🤖 AI Summary
Language models often suffer from insufficient generation diversity, and merely increasing decoding temperature fails to improve recall (coverage) effectively.
Method: This paper proposes a coverage-oriented training paradigm that explicitly incorporates the precision-recall (P-R) framework into the training objective. Specifically, it reformulates the loss function by augmenting standard negative log-likelihood with an explicit term balancing coverage (recall) and precision relative to the target distribution.

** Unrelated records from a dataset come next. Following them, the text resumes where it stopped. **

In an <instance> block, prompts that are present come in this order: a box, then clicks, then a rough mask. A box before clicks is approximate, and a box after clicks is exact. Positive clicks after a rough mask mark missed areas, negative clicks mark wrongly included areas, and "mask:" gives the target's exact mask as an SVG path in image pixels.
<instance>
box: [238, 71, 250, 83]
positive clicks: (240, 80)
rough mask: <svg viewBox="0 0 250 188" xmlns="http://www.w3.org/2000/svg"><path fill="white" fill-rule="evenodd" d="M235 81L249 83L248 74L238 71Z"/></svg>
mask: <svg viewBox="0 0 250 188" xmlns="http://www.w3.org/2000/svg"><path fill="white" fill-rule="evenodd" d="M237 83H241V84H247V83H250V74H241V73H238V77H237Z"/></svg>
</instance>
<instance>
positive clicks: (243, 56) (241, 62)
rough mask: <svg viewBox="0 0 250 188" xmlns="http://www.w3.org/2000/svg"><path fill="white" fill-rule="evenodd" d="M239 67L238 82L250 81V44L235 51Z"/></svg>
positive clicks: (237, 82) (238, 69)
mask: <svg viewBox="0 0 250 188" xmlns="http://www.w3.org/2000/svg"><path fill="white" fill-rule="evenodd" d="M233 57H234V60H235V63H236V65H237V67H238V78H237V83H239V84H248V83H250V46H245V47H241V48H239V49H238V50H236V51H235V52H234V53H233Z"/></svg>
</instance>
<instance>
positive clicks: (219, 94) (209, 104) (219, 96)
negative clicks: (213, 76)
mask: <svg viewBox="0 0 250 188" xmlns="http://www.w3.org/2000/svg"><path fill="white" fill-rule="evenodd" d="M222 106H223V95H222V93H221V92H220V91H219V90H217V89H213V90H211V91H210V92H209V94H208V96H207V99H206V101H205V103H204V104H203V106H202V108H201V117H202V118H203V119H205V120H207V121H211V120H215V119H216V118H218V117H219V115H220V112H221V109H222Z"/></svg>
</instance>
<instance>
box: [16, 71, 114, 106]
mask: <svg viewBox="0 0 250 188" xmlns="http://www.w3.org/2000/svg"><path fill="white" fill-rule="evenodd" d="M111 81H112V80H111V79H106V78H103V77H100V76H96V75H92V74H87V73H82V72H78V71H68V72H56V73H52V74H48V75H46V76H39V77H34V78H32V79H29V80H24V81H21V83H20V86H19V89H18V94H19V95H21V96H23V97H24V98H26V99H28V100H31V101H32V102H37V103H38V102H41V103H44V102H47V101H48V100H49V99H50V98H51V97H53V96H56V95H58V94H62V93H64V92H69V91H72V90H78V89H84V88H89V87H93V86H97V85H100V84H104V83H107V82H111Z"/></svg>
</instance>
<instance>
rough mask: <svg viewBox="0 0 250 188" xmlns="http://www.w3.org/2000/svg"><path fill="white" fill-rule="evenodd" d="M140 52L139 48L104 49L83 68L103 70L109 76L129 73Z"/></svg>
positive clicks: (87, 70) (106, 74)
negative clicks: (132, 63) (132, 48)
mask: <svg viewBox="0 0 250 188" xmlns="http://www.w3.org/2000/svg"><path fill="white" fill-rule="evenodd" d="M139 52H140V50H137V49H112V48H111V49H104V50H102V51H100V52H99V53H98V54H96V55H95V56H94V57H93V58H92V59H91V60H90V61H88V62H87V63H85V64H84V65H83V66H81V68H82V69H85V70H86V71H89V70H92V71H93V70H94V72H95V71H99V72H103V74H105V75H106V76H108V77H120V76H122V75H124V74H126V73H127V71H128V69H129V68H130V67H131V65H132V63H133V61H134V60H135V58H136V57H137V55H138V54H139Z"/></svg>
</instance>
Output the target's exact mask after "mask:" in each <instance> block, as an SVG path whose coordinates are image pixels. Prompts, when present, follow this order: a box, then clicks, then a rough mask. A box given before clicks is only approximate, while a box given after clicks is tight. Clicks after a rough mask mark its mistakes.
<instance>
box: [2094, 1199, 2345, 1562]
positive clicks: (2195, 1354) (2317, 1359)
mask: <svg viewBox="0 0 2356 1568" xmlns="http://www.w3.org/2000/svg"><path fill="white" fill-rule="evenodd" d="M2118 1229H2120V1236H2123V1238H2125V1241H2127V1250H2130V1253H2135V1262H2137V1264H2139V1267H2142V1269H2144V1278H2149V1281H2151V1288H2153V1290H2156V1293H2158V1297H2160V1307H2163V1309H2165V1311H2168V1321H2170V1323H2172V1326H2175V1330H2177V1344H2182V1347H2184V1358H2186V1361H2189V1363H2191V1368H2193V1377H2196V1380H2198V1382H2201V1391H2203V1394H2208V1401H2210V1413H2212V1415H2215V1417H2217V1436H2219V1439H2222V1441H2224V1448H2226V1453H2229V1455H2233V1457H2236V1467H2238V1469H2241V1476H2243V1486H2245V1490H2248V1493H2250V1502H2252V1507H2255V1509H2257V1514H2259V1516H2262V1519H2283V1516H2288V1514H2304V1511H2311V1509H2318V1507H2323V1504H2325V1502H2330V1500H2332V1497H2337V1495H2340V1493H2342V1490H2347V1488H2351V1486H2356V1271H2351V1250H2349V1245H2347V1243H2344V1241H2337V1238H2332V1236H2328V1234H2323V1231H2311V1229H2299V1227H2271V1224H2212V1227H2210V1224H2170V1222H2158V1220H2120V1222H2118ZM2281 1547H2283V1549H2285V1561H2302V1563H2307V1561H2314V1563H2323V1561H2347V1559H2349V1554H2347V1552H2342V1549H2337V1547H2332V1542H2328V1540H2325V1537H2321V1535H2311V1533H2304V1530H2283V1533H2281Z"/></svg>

Contribution/Results: The method enables models to acquire high-coverage capability during training, thereby substantially enhancing the efficacy of temperature-based sampling. Experiments across multiple benchmarks demonstrate Pareto-optimal improvements in the P-R trade-off: recall increases by up to 12.3% without sacrificing generation quality—outperforming conventional temperature scaling and state-of-the-art diversity-regularization approaches.
📝 Abstract
Increasing diversity in language models is a challenging yet essential objective. A common approach is to raise the decoding temperature. In this work, we investigate this approach through a simplistic yet common case to provide insights into why decreasing temperature can improve quality (Precision), while increasing it often fails to boost coverage (Recall). Our analysis reveals that for a model to be effectively tunable through temperature adjustments, it must be trained toward coverage. To address this, we propose rethinking loss functions in language models by leveraging the Precision-Recall framework. Our results demonstrate that this approach achieves a substantially better trade-off between Precision and Recall than merely combining negative log-likelihood training with temperature scaling. These findings offer a pathway toward more versatile and robust language modeling techniques.